C’est donc un jeune homme nommé Tapiwa qui nous a pris en charge des notre arrivée et nous emmène dans le premier bâtiment sur notre droite. Il porte une chemise du ZTA et a aisément reconnu notre beau Hilux zébré puisque je lui en avait fait la description par texto. Donc, il split le travail en deux et nous demande de remettre 130$ à un confrère qui va aller s’occuper d’obtenir le TIP : Temporary importation permit, pour le véhicule et autres formalités concernant notre bête de somme. De notre côté , nous allons d’abord acquitter le péage du pont (9$), ensuite, ce sont les visas d’entrée au pays (2x75$), et encore une visite à la police pour faire estamper je ne sais précisément quel papier et enfin vérification du véhicule. Ils nous laissent ensuite passer jusqu’au check point ultime ou nous devons encore remettre 2 papiers a l’officier qui nous ouvre grandes les portes de son pays. Et bien nous, on a tout fait en 50 minutes et avons gratifié Tapiwa d’une coupure de 20$. En l’empochant, il nous a dit que ça lui était interdit d’accepter les pourboires☺.
Sur les premier kilomètres en sol Zimbabwéen, nous avons probablement eu la même réaction qu’un américain qui passe au Québec et qui constate l’état des routes. Comment dire ; c’est pas tout a fait dans la même ligue. Nous roulons encore un autre 300 kilomètres sur une route rendue de plus en plus étroite par l’érosion sur chacun de ses côtés et devons sans cesse rencontrer et doubler des poids lourds. Ici, entre les baobabs géants sur le bord de la route, ce c'est plutôt une multitude de carcasses de voitures qui sont laissées à l’abandon et qui rouillent tranquillement dans cette cour à scrap linéaire. Bien que nous ayons lu des mises en garde sur les contrôles de polices envahissants, nous constatons que nous les passons aisément parfois même sans nous arrêter. Les files interminables aux stations service sont quand a elles bien réelles et peuvent s’étendre sur plusieurs centaines de mètres.
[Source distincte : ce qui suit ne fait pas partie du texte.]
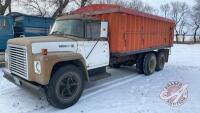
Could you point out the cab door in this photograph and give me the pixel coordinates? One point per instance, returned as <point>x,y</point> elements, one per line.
<point>96,47</point>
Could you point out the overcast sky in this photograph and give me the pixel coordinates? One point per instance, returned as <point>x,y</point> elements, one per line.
<point>154,3</point>
<point>157,3</point>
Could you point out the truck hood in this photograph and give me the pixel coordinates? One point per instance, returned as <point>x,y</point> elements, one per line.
<point>51,43</point>
<point>29,40</point>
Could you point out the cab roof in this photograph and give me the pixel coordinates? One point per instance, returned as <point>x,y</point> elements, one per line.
<point>76,16</point>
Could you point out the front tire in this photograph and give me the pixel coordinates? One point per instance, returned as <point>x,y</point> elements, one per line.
<point>160,61</point>
<point>65,87</point>
<point>149,64</point>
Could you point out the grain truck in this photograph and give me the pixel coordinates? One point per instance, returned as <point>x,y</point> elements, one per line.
<point>88,39</point>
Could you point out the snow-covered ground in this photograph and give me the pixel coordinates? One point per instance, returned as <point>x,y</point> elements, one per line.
<point>124,92</point>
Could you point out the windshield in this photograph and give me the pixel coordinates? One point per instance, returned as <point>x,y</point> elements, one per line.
<point>68,27</point>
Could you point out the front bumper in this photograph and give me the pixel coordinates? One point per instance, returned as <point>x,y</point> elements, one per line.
<point>21,82</point>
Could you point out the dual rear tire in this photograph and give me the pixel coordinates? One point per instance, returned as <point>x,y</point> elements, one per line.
<point>149,63</point>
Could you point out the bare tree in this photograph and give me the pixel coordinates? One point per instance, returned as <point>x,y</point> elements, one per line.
<point>4,4</point>
<point>165,8</point>
<point>61,5</point>
<point>82,3</point>
<point>196,18</point>
<point>178,12</point>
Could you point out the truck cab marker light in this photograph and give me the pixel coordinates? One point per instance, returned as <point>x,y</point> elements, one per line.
<point>44,51</point>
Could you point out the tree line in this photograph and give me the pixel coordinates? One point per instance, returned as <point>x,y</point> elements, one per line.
<point>187,17</point>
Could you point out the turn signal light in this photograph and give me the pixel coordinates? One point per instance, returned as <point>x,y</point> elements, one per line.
<point>44,51</point>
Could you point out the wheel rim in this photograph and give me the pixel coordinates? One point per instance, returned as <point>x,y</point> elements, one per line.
<point>68,86</point>
<point>162,62</point>
<point>152,65</point>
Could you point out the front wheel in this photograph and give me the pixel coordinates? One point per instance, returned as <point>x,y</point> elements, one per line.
<point>65,87</point>
<point>160,61</point>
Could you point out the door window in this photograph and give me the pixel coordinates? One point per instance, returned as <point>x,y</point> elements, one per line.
<point>93,30</point>
<point>3,24</point>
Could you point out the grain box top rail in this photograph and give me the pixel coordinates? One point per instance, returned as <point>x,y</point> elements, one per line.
<point>105,8</point>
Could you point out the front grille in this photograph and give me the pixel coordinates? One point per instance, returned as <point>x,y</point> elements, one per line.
<point>18,63</point>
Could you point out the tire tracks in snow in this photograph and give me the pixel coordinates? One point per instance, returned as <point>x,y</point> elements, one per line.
<point>99,89</point>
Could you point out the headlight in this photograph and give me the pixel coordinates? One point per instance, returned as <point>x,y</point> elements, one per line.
<point>37,67</point>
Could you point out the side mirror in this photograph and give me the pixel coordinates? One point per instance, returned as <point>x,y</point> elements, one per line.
<point>104,30</point>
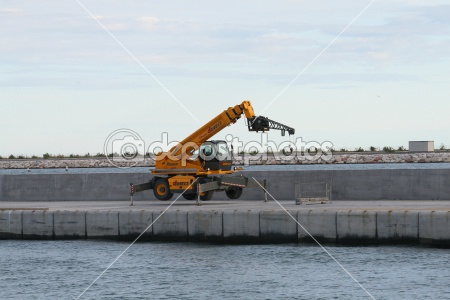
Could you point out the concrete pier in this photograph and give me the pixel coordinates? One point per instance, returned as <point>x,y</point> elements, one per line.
<point>354,222</point>
<point>386,184</point>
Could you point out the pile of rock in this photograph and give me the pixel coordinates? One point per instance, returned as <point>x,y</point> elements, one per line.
<point>263,159</point>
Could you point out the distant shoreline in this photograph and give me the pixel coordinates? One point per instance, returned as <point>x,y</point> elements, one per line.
<point>259,159</point>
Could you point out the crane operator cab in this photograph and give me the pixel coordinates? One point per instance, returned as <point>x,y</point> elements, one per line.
<point>215,155</point>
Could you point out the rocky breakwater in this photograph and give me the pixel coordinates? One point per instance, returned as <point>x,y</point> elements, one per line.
<point>69,162</point>
<point>345,158</point>
<point>258,159</point>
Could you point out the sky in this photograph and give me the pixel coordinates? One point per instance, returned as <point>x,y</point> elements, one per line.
<point>354,73</point>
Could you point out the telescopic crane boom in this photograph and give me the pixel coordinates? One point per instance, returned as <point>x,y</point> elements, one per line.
<point>198,160</point>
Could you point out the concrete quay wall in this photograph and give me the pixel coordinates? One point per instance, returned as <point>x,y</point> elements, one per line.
<point>388,184</point>
<point>233,226</point>
<point>260,159</point>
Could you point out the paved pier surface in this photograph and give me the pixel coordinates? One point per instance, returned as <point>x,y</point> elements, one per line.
<point>355,222</point>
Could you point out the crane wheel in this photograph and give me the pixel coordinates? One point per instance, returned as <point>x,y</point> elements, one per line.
<point>161,190</point>
<point>205,196</point>
<point>191,196</point>
<point>234,193</point>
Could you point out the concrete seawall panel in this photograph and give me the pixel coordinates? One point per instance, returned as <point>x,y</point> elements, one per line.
<point>37,224</point>
<point>10,224</point>
<point>102,224</point>
<point>321,224</point>
<point>386,184</point>
<point>170,226</point>
<point>241,226</point>
<point>278,226</point>
<point>134,223</point>
<point>356,226</point>
<point>205,226</point>
<point>69,224</point>
<point>398,226</point>
<point>434,227</point>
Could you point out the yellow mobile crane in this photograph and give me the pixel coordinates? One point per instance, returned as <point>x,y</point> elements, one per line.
<point>198,161</point>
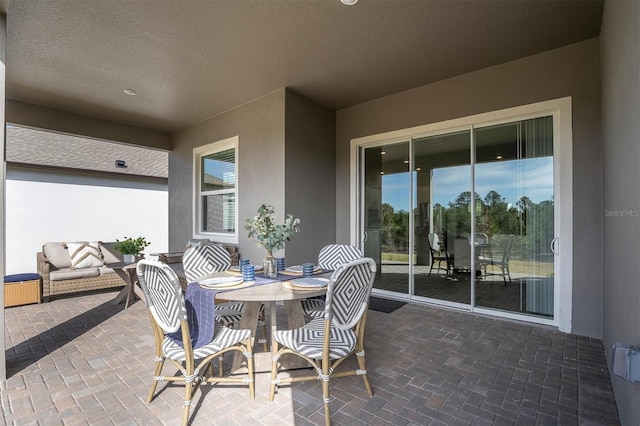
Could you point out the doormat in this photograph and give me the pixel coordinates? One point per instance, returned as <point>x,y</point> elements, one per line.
<point>384,305</point>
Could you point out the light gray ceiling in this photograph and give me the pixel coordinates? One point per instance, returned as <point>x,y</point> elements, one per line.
<point>191,60</point>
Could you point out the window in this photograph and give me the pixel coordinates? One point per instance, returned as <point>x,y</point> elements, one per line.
<point>215,192</point>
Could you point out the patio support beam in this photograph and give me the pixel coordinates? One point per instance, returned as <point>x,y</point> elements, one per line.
<point>3,69</point>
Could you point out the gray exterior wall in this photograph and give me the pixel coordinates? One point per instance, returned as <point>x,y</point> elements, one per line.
<point>259,126</point>
<point>286,157</point>
<point>620,39</point>
<point>570,71</point>
<point>310,177</point>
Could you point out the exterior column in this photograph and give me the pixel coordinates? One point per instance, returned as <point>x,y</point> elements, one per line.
<point>3,173</point>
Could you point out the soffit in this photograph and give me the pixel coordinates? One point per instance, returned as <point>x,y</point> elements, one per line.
<point>192,60</point>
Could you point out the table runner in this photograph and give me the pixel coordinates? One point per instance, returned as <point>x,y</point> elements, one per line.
<point>201,312</point>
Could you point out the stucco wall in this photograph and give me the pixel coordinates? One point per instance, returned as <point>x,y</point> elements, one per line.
<point>570,71</point>
<point>620,39</point>
<point>44,206</point>
<point>286,158</point>
<point>310,177</point>
<point>259,126</point>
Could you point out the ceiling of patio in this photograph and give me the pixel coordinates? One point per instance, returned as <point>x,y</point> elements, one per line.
<point>192,60</point>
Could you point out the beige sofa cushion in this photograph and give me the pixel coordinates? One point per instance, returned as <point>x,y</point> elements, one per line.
<point>70,274</point>
<point>85,255</point>
<point>57,254</point>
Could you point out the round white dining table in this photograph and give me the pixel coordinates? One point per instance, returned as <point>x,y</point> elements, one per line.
<point>269,294</point>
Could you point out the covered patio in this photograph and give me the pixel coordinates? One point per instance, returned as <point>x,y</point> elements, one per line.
<point>84,360</point>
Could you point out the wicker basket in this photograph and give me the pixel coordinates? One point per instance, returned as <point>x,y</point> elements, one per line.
<point>18,293</point>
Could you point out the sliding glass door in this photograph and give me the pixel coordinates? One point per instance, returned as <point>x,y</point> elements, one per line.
<point>464,217</point>
<point>387,193</point>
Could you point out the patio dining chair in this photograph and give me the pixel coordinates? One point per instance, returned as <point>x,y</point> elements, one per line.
<point>330,257</point>
<point>168,315</point>
<point>500,262</point>
<point>437,257</point>
<point>202,258</point>
<point>326,342</point>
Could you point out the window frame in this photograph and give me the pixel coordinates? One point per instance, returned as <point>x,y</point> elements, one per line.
<point>198,153</point>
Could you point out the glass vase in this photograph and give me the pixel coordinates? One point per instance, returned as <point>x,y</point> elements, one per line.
<point>269,266</point>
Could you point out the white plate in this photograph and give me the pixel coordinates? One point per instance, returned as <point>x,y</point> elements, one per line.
<point>221,282</point>
<point>255,268</point>
<point>310,282</point>
<point>298,268</point>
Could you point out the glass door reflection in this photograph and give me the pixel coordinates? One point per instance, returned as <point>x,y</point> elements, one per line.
<point>386,214</point>
<point>514,172</point>
<point>442,217</point>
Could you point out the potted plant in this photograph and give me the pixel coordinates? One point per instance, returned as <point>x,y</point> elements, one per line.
<point>131,247</point>
<point>270,235</point>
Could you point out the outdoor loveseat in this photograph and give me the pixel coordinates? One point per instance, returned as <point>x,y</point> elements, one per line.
<point>77,266</point>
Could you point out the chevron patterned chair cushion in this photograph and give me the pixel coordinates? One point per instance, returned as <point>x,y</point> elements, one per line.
<point>331,256</point>
<point>169,315</point>
<point>85,255</point>
<point>202,259</point>
<point>345,317</point>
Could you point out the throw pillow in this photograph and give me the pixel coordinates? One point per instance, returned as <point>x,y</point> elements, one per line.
<point>85,255</point>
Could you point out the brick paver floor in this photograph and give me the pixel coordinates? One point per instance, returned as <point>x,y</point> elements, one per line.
<point>83,361</point>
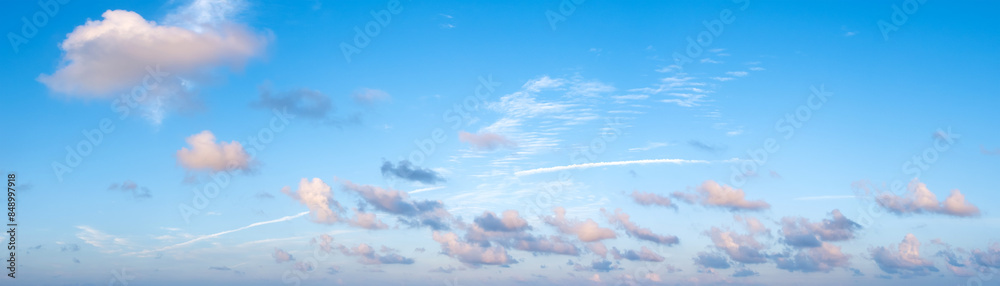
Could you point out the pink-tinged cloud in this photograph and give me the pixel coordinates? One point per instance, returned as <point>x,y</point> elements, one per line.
<point>316,196</point>
<point>905,260</point>
<point>622,220</point>
<point>469,253</point>
<point>206,154</point>
<point>586,231</point>
<point>648,199</point>
<point>918,199</point>
<point>485,141</point>
<point>713,194</point>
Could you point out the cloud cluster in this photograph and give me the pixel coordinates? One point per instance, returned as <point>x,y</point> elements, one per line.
<point>472,254</point>
<point>316,195</point>
<point>822,258</point>
<point>799,232</point>
<point>918,199</point>
<point>103,57</point>
<point>206,154</point>
<point>485,141</point>
<point>648,199</point>
<point>644,254</point>
<point>622,220</point>
<point>713,194</point>
<point>367,255</point>
<point>905,261</point>
<point>586,231</point>
<point>406,171</point>
<point>419,213</point>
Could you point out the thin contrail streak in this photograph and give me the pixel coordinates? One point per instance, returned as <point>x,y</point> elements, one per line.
<point>616,163</point>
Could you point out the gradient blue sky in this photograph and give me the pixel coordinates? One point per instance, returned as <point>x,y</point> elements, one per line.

Lorsque nous arrivons dans le secteur de Great Zimbabwe, il fait encore gris et frais. Nous oublions donc le camping pour ce soir et atterrissons au Ancient city lodge que nous avions vu sur booking sans toutefois le réserver. Ils nous demandent d’abord 100$ mais nous on en offre 70 et ils ne s’obstine même pas. Ils savent que nous paierons en vrais dollars US. Ben mon ami, on en a pour nos 70 piasses, notre bungalow est de dimension pharaonique et d’un confort parfait. La salle a manger ou nous prenons le repas du soir quant a elle, pourrait faire concurrence à une salle d’opéra.
Allez, à demain c’est la première visite de la vacance. Les ruines de Great Zimbabwe. J’en rêve depuis que j’ai lu l’Alliance de James Michener il y a 25 ans. Je vous détaille tout ça demain.